CAD/JPY Gunning for 100

CAD/JPY Gunning for 100

CAD/JPY Gunning for 100

After dropping to a low of 91.75 in late January, CAD/JPY staged a dramatic recovery to trade all the way up to 100. The currency pair tested this level 4 times this month and is now itching for a break. While the rise has been largely driven by the turnaround in oil prices, in the long run, it is the improvement in economic data that will keep the Canadian dollar bid. The previous decline in oil prices hit Canada hard and now that prices are stabilizing, we should start to see positive economic surprises. In fact, the Bank of Canada already turned optimistic and is no longer looking to lower interest rates this year.
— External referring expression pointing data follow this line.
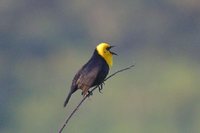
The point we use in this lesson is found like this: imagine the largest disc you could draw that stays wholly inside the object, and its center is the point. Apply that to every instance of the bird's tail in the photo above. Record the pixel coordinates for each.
(67, 100)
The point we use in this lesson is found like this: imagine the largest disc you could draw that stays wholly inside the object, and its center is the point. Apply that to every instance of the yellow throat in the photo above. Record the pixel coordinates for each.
(105, 53)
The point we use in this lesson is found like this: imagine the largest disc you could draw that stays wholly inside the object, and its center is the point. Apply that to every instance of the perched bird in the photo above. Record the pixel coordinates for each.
(94, 71)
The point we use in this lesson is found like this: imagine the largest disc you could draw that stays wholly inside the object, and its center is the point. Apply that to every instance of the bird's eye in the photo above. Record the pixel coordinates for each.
(108, 48)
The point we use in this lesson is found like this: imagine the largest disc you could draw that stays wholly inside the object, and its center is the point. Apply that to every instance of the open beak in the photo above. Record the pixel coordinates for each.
(113, 53)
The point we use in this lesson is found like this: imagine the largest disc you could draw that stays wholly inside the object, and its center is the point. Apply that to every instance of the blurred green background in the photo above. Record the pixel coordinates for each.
(44, 42)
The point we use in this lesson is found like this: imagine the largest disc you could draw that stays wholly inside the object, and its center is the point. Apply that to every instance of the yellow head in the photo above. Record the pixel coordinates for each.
(103, 50)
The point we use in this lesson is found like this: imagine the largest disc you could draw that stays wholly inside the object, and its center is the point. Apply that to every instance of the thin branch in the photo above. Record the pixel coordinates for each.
(84, 98)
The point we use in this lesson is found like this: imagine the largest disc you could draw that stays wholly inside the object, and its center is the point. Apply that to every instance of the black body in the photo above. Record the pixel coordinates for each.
(91, 74)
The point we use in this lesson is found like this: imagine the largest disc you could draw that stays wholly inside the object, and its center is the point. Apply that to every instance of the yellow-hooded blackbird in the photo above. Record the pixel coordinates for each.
(94, 71)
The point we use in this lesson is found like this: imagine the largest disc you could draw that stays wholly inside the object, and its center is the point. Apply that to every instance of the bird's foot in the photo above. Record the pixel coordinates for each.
(90, 93)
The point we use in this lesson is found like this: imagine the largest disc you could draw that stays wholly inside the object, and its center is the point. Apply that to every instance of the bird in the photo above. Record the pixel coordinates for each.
(94, 71)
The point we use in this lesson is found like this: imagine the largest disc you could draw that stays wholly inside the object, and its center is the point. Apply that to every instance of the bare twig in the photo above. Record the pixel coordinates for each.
(84, 98)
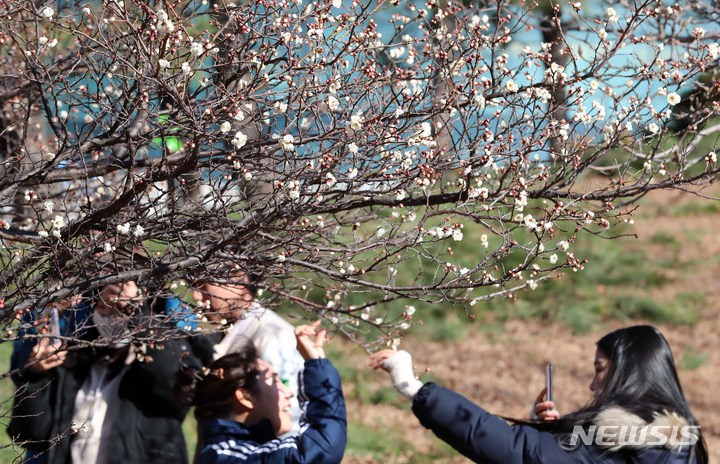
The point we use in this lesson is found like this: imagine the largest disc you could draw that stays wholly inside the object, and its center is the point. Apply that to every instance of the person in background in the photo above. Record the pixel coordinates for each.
(102, 398)
(235, 316)
(244, 408)
(635, 385)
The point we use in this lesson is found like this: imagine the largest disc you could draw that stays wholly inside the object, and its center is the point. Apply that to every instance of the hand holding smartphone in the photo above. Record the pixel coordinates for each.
(548, 382)
(54, 326)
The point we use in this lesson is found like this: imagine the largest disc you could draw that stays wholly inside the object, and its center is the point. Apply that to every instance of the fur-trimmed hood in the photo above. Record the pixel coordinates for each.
(620, 428)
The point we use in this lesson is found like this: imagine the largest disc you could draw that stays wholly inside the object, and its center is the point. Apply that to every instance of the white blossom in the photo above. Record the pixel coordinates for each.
(330, 180)
(457, 235)
(49, 206)
(239, 140)
(280, 107)
(47, 12)
(333, 103)
(58, 222)
(612, 15)
(124, 229)
(355, 123)
(139, 231)
(286, 142)
(196, 49)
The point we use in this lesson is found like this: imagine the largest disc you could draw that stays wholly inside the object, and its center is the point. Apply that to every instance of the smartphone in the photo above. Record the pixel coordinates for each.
(54, 326)
(548, 382)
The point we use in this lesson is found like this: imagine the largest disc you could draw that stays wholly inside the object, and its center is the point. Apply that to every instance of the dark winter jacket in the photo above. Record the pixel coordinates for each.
(321, 439)
(147, 428)
(486, 438)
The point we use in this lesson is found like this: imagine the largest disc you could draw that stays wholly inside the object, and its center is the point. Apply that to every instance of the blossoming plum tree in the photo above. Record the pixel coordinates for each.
(338, 148)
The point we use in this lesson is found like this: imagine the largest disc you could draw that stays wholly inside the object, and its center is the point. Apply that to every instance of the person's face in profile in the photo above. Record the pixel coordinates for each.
(223, 301)
(271, 400)
(602, 367)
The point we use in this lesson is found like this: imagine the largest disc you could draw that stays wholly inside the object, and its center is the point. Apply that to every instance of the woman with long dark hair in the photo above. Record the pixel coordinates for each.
(243, 407)
(639, 413)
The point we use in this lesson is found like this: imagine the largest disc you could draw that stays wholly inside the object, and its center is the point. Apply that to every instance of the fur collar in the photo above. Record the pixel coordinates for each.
(623, 429)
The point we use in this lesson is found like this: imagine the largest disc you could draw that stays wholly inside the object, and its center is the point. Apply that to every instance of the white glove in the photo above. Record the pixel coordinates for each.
(401, 372)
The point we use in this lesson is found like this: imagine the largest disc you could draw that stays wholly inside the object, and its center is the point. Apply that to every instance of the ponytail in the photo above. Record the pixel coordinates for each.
(212, 390)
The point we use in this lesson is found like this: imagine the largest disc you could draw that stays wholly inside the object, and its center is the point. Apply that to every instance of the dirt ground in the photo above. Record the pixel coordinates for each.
(504, 372)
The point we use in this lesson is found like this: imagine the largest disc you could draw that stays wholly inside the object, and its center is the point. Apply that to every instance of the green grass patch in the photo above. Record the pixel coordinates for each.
(692, 359)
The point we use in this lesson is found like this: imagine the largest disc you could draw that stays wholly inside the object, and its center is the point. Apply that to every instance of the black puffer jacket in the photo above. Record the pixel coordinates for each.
(486, 438)
(148, 425)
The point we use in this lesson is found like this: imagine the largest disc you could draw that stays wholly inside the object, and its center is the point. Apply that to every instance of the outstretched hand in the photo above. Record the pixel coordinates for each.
(377, 360)
(45, 355)
(117, 297)
(310, 340)
(545, 410)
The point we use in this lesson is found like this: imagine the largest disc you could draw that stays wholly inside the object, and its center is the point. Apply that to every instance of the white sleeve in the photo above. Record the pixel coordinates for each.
(401, 372)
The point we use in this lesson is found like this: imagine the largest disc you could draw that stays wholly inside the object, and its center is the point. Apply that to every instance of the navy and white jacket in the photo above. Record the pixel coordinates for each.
(321, 439)
(486, 438)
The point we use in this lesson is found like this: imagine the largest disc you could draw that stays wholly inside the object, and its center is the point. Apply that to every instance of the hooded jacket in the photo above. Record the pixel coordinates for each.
(321, 439)
(486, 438)
(147, 427)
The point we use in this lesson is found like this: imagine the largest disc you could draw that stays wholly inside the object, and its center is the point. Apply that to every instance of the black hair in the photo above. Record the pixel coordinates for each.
(249, 280)
(212, 389)
(641, 379)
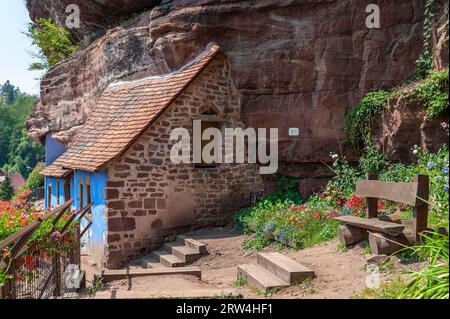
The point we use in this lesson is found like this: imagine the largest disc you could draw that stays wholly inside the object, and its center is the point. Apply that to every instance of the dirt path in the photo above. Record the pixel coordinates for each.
(338, 274)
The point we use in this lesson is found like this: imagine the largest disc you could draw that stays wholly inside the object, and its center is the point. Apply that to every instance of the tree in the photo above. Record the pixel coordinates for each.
(54, 43)
(6, 189)
(9, 93)
(18, 153)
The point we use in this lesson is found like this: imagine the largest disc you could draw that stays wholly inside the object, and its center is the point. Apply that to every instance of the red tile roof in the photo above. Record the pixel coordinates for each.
(124, 111)
(17, 180)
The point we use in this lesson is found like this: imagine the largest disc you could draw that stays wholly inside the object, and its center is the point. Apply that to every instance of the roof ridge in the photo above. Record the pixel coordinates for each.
(92, 150)
(211, 48)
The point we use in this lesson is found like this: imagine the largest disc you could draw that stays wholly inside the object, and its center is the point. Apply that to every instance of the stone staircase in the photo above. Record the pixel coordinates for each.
(172, 259)
(179, 253)
(273, 270)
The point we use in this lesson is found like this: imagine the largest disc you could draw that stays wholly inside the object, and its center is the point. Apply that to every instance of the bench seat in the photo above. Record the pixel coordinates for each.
(373, 224)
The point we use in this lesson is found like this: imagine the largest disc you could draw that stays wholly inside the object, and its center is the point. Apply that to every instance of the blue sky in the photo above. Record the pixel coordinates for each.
(14, 54)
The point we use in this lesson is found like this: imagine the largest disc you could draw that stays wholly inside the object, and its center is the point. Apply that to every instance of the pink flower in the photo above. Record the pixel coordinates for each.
(56, 234)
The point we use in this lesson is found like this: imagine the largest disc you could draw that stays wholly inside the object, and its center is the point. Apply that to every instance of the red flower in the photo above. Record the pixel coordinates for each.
(317, 215)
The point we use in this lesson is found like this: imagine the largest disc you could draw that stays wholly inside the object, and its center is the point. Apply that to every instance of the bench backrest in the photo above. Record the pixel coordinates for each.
(415, 194)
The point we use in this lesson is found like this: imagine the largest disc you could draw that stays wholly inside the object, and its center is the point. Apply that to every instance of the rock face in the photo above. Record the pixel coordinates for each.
(297, 63)
(440, 35)
(96, 15)
(399, 129)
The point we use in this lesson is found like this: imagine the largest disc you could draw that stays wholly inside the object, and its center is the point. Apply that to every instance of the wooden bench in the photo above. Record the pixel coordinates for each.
(388, 234)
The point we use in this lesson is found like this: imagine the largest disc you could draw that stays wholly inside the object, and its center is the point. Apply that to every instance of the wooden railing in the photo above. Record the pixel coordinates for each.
(32, 272)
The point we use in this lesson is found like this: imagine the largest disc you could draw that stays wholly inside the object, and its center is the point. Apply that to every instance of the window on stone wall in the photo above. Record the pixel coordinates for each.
(49, 196)
(81, 194)
(205, 125)
(67, 191)
(88, 198)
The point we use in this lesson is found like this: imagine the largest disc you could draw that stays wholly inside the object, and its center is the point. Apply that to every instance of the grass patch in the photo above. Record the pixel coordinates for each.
(241, 281)
(390, 289)
(342, 248)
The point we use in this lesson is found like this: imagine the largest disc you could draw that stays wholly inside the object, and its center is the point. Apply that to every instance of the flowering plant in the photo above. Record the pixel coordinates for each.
(45, 241)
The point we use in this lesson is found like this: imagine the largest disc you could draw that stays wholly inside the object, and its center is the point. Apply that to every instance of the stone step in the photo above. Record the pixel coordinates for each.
(150, 261)
(260, 278)
(193, 244)
(169, 260)
(185, 253)
(111, 275)
(284, 267)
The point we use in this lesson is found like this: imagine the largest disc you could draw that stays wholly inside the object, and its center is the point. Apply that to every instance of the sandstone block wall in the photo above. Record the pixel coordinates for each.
(149, 197)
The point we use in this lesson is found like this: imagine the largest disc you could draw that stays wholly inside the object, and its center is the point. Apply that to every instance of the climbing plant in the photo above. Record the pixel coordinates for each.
(54, 43)
(425, 61)
(359, 121)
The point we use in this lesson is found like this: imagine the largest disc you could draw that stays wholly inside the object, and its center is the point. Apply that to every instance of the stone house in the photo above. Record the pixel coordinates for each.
(120, 161)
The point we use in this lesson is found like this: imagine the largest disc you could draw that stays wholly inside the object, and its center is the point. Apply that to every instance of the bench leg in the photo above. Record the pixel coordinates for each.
(349, 235)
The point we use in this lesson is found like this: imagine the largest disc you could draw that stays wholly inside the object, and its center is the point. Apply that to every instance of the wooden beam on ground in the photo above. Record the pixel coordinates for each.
(373, 224)
(405, 193)
(383, 244)
(111, 275)
(349, 235)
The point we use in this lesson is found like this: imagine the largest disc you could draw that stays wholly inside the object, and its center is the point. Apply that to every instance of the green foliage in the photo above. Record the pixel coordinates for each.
(278, 217)
(35, 180)
(359, 121)
(17, 152)
(6, 189)
(390, 289)
(373, 161)
(425, 61)
(241, 281)
(54, 43)
(431, 92)
(431, 282)
(345, 177)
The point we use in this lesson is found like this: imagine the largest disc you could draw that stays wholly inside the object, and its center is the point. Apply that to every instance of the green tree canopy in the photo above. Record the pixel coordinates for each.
(6, 189)
(18, 153)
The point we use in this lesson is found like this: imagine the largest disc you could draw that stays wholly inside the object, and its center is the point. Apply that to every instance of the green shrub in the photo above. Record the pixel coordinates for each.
(432, 92)
(345, 177)
(6, 189)
(431, 282)
(373, 161)
(390, 289)
(54, 43)
(359, 121)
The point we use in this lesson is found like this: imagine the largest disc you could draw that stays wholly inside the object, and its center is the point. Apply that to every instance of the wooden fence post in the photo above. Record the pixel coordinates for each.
(420, 213)
(372, 203)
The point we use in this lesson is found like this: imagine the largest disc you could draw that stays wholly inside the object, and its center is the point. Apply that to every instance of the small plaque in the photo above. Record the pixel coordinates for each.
(294, 131)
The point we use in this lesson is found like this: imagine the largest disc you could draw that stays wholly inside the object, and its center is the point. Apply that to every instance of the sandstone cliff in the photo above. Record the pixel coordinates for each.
(296, 63)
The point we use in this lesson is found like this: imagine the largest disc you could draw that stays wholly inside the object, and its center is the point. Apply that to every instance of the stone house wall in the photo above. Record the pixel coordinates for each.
(149, 197)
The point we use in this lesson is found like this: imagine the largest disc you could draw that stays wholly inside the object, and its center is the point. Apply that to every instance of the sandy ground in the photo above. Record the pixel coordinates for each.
(338, 274)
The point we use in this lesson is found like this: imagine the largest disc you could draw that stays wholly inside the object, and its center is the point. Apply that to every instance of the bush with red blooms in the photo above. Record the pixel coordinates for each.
(45, 242)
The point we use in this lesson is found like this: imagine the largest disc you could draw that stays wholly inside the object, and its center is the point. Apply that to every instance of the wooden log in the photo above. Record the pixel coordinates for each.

Next week’s Canadian retail sales and consumer price reports will play a large role in determining whether CAD/JPY breaks this key psychological and technical level.

Taking a look at the charts, the last time CAD/JPY closed above 100 was in January but that was coming off a higher level. Back in October CAD/JPY surged from a low of 92.91 to a high above 106 and on the day it broke 100, CAD/JPY came close to testing 101, consolidated the day that followed and then began a powerful move higher. Given the recent consolidation in the pair, we believe that a similar move could occur especially given the tight consolidation right below these levels. If 100 is broken, the next level of resistance will be at 100.85, the 61.8% Fibonacci retracement of the December and January decline. If it fails to break this key level on a closing basis and drops below 99, it is most likely headed back to 98.